Akan tetapi, atas berkat rahmat Allah yang maha kuasa, Pemberontakan DI/TII berhasil direda ditandai ditangkapnya SM Kartosoewirjo melalui operasi pagar betis dan menyerahnya para tokoh NII. Daud Beureuh menyerah setelah dicapainya kesepakatan dalam kerukunan masyarakat aceh dan menjadikan aceh sebagai daerah istimewa tahun 1962. Kahar Muzakar juga tewas ditembak pasukan Siliwangi di tepi Sungai Lasalo tahun 1965. Ibnu Hadjar juga menyerahkan dirinya pada 1963 dan dihukum mati pada 1965. Melalui operasi Banteng Raider pasukan Amir Fatah juga berhasil di tumpas, terutama di Pekalongan dan Banyumas.

Nahh,, bagaimana para pembaca yang pecundang?

Isu Khilafiah memang bukan dari sekarang-sekarang, ada sedari dulu bahkan hampir menggulingkan kekuasaan. Mungkin benar statment dari Bung Besar :

“Musuh yang kalian hadapi akan lebih susah dibandingkan dengan musuh yang saya hadapi, saya berjuang melawan penjajah sedang kalian berperang melawan bangsamu sendiri”

Ir. Soekarno

Jadi,,

Sekian dari saya tertua dari ketuanya para pecundang, walaupun sekelumit tulisan ini tiada arti karena tidak mungkin terbaca oleh kalian para pejuang mimpi.

Akhir kata dari Peka! (petani_kata), jangan berhenti membaca. Bacalah!
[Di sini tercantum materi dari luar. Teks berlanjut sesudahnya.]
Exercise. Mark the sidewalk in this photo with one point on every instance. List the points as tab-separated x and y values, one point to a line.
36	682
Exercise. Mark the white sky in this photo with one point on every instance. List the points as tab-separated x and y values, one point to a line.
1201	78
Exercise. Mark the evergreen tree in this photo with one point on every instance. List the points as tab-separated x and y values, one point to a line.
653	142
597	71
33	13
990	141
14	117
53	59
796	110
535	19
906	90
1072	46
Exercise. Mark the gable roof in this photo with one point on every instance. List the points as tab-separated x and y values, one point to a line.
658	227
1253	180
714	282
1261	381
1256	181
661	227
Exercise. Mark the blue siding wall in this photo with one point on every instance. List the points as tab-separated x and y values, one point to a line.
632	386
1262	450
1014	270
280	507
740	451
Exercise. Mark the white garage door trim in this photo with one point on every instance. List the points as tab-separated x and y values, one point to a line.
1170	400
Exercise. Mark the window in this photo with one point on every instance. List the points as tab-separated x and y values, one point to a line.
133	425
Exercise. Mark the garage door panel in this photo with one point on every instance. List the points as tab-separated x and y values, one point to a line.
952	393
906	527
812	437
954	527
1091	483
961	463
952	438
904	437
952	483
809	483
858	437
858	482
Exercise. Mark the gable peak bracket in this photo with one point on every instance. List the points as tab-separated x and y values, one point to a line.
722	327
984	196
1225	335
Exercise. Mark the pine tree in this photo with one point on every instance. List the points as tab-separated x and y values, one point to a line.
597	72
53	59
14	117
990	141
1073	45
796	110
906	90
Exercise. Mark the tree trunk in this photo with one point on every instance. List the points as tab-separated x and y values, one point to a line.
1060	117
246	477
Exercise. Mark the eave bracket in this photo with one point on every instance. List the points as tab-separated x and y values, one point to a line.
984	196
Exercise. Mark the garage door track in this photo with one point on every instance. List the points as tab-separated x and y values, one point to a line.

Bukankah perintah Tuhan di ayat pertamanya diharuskan membaca? Tidak mesti harus membaca buku jika memang kamu malas bilamana melihat tebalnya kertas yang membisu, mulailah dari membaca quotes di Instagram, Thread di tweet ataupun komik di Weebton. Bacalah apa yang kamu sukai terlebih dahulu karena itu akan menumbuhkan minat bacamu.

Asli!!

Bukan apa-apa, saya hanya miris melihat generasi sekarang terutama dilingkungan kampus penulis pribadi, membaca semacam menjadi sebuah penyakit alergi, padahal?

Negara kita adalah peringkat dua dari bawah dalam hal minat baca.

 Go for it menuju Generasi emas 2045!!

Kalau tidak dari sekarang terus akan mulai dari kapan?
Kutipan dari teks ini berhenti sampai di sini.